Question

A 110.0g sample of a mixture of CaCl2 and NaCl is treated with Na2CO3 to precipitate the Calcium as Calcium Carbonate. This CaCO3 is heated to convert all the Calcium into CaO and the final mass of CaO is 11.62 grams. The % by mass of the CaCl2 in the original mixture has to be found out..

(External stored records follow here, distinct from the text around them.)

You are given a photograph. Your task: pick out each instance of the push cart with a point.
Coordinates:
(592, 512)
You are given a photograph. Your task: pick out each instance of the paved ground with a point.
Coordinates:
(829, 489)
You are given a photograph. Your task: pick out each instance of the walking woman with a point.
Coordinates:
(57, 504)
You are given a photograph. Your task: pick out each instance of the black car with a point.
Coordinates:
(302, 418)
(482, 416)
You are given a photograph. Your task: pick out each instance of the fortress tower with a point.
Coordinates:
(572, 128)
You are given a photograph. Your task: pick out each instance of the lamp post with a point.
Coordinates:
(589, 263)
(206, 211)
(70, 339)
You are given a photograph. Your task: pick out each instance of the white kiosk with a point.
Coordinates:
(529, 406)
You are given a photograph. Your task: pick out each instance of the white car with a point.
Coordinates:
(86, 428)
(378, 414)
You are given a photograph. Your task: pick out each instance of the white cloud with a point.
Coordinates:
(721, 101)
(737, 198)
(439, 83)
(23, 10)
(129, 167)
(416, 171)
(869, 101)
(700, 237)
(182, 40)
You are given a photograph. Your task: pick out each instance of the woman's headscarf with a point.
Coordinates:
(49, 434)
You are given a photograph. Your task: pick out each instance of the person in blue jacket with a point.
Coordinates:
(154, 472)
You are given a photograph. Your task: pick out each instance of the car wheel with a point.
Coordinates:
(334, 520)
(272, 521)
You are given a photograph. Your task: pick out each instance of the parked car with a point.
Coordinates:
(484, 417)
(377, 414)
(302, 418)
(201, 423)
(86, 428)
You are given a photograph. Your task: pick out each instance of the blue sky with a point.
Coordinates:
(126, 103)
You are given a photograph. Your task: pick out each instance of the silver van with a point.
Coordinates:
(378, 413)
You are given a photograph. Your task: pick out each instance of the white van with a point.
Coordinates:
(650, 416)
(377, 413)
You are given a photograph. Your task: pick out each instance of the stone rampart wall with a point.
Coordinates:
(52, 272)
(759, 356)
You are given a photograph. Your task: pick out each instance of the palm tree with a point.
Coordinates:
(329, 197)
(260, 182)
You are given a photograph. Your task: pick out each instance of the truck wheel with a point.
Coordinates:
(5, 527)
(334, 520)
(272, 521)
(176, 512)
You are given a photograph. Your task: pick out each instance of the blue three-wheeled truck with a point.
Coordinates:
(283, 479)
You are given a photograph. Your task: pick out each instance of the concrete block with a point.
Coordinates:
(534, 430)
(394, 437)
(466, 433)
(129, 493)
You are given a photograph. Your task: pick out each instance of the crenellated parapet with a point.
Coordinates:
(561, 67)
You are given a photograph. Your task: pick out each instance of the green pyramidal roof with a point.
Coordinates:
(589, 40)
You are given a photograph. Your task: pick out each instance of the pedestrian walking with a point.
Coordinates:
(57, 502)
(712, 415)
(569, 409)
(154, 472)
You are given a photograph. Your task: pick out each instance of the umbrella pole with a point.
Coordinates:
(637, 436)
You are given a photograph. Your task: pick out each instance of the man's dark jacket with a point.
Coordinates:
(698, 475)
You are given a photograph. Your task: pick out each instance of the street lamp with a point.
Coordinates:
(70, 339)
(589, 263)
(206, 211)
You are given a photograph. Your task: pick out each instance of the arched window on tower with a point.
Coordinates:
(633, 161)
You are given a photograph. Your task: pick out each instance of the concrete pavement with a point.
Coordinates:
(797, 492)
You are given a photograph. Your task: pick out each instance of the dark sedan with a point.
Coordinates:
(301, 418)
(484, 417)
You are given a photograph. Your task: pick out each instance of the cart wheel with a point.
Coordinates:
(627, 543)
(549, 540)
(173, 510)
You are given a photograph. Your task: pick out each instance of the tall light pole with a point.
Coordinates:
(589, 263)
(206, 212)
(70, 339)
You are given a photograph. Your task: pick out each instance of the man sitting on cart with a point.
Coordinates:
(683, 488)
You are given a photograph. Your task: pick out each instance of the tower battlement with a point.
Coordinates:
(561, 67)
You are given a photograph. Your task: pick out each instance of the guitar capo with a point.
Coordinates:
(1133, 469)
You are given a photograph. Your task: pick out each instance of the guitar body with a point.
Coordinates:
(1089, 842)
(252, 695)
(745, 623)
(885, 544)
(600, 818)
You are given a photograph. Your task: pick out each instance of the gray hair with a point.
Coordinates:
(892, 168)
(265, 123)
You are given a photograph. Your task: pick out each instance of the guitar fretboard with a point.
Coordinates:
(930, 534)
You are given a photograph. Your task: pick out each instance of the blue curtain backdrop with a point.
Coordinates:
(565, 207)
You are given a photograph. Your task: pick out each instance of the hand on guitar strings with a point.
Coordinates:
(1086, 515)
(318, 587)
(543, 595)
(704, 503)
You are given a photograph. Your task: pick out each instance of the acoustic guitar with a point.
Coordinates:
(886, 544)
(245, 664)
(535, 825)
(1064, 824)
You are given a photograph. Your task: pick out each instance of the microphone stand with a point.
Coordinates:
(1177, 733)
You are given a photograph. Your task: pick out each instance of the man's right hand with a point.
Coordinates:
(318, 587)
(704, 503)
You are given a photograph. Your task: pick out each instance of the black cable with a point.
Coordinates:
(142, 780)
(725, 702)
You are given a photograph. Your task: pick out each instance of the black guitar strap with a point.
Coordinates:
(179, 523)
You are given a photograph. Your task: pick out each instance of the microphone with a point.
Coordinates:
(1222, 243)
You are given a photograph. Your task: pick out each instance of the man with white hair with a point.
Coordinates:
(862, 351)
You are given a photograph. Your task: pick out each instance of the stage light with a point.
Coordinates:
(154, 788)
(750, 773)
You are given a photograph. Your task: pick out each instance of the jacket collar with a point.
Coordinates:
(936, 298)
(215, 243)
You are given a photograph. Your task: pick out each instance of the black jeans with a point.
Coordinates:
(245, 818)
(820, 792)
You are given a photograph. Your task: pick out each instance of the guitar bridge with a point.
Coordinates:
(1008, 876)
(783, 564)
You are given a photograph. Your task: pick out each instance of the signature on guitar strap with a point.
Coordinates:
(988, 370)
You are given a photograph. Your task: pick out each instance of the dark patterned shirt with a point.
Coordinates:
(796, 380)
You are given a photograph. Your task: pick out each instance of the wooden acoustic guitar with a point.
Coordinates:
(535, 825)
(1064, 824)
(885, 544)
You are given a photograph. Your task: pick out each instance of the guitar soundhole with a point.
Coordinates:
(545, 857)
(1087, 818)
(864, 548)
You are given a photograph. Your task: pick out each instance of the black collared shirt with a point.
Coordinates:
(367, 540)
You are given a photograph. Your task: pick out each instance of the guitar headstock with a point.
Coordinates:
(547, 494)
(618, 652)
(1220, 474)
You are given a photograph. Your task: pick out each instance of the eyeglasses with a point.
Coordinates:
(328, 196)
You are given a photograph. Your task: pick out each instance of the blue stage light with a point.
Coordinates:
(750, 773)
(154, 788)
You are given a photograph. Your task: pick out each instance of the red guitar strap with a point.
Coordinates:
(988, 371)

I've tried out finding the no of moles of CaCO3 which which i got as 0.2075 and assuming that the CaCO3 and the no of moles of CaCl2 should be equal i tried finding out the % which came out to be 20.75% in this method and if i separately found the masses of Ca, Cl2 and summed them up to find the percentage over 110 the % turned out to be 20.09% need some suggestions to get the % anywhere near 15.2% in this process taking all of the compounds to be anhydrous

Answer 1

To find the percentage by mass of CaCl₂ in the original mixture, you need to use stoichiometry and the mass of CaO obtained after heating the CaCO3. The percentage of CaCl2 in the original mixture is approximately 19.98%.

Step-by-step explanation:

To find the percentage by mass of CaCl₂in the original mixture, we need to use stoichiometry and the mass of CaO obtained after heating the CaCO3.

First, calculate the number of moles of CaO obtained:

Number of moles of CaO = Mass of CaO / molar mass of CaO = 11.62 g / 56.08 g/mol = 0.2073 mol

Since the reaction between CaCO3 and Na2CO3 occurs in a 1:1 ratio, the number of moles of CaCl₂ in the original mixture is also 0.2073 mol. So, to find the percentage by mass of CaCl₂:

Percentage of CaCl₂ = (mass of CaCl₂ / mass of original mixture) x 100 = (0.2073 mol x 110.98 g/mol) / 110.0 g x 100 = 19.98%

Therefore, the percentage by mass of CaCl₂ in the original mixture is approximately 19.98%.